Posted on 12 May 2008 at 12:38

Bill Gates is unusual for not only making a mark on the world, but for making three of them. To PC users, he's most famous for Windows, which has dominated personal computing for 15 years. Among the general public, he's famous for being one of the world's richest men, with a net worth that once exceeded $100 billion. Now he's focusing on his next great endeavour, which is not only to be the world's greatest philanthropist, but to transform philanthropy through modern business techniques. One day, millions of people might owe him their lives.

All these things are related, of course, but none was inevitable. Plenty of programmers have developed market-leading software without achieving Bill Gates' success in business. There are plenty of multibillionaires with a rich diet of fast cars, private jets and football clubs, but they don't devote their time and money to saving the lives of Third World children.

That's what Gates will be doing from July. Two years ago, he announced he was going to stop devoting around 80% of his time to Microsoft and 20% to his charitable foundation, and do it the other way round. He'll still be chairman of Microsoft and its largest shareholder, and will continue working on pet projects. But he'll be giving up the job he loves in order to do something he now considers more important.

The Gates dynasty

Nobody who spotted the tousle-haired young programmer on the side streets of Albuquerque, New Mexico, in 1975 would have predicted his future. It depended on Gates taking a string of high-risk bets and winning almost all of them. One of the first was dropping out of Harvard to follow the dream of a PC industry that had barely been born. If he hadn't, you would probably be reading instead about William Henry Gates III, a distinguished Seattle lawyer, just like his father.

As the name suggests, Gates was born into a well-to-do family. His mother, Mary Maxwell Gates, was a director of First Interstate Bank and the United Way charity. Young William was a keen boy scout, and went to Lakeside, an exclusive prep school in Seattle, which gave him a head start in the computer business.
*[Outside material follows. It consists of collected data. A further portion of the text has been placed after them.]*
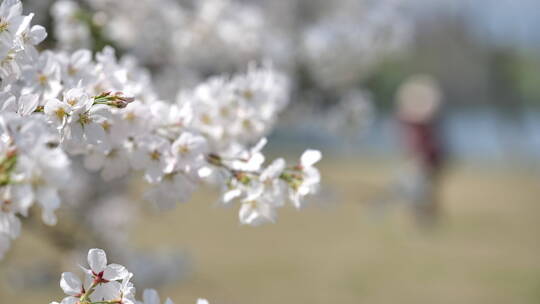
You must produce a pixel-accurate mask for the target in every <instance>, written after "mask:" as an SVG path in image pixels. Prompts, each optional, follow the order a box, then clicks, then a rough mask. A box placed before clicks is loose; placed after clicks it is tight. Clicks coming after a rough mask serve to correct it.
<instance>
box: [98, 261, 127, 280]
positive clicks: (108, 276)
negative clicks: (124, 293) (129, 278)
mask: <svg viewBox="0 0 540 304" xmlns="http://www.w3.org/2000/svg"><path fill="white" fill-rule="evenodd" d="M128 275H129V272H128V271H127V269H126V267H124V266H122V265H118V264H110V265H108V266H107V267H106V268H105V271H104V272H103V278H104V279H105V280H108V281H116V280H122V279H124V278H125V277H127V276H128Z"/></svg>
At the time, most young teens wouldn't have had any direct contact with computers, but the Lakeside mothers raised the money to buy a Teletype terminal and computer time on a remote machine. Gates became hooked on programming, taking the time to read and learn from the source code of the programs he was using (open source advocates may well note the irony here).

Gates wasn't just a talented programmer, he was a commercial one. Information Sciences Inc was impressed enough to hire some Lakeside students to write a payroll program in COBOL, and when he was 14 Gates and his friend Paul Allen launched a company called Traf-O-Data to perform automated traffic counting. They reportedly earned $20,000 in their first year.

That commercial instinct was also evident after Microsoft was founded in 1975. Gates and Allen got into the business by writing a version of the BASIC language for the MITS Altair computer, which they'd never seen. It worked and MITS hired Allen, while Gates dropped out of Harvard and moved to Albuquerque, where MITS was based. Gates soon noticed that many hobbyists were using copies of his BASIC interpreter without paying for it. In February 1976, he wrote an open letter to hobbyists accusing them of theft. "Hardware must be paid for, but software is something to share. Who cares if the people who worked on it get paid? Is this fair?" Gates asked, rhetorically. "Who can afford to do professional work for nothing?"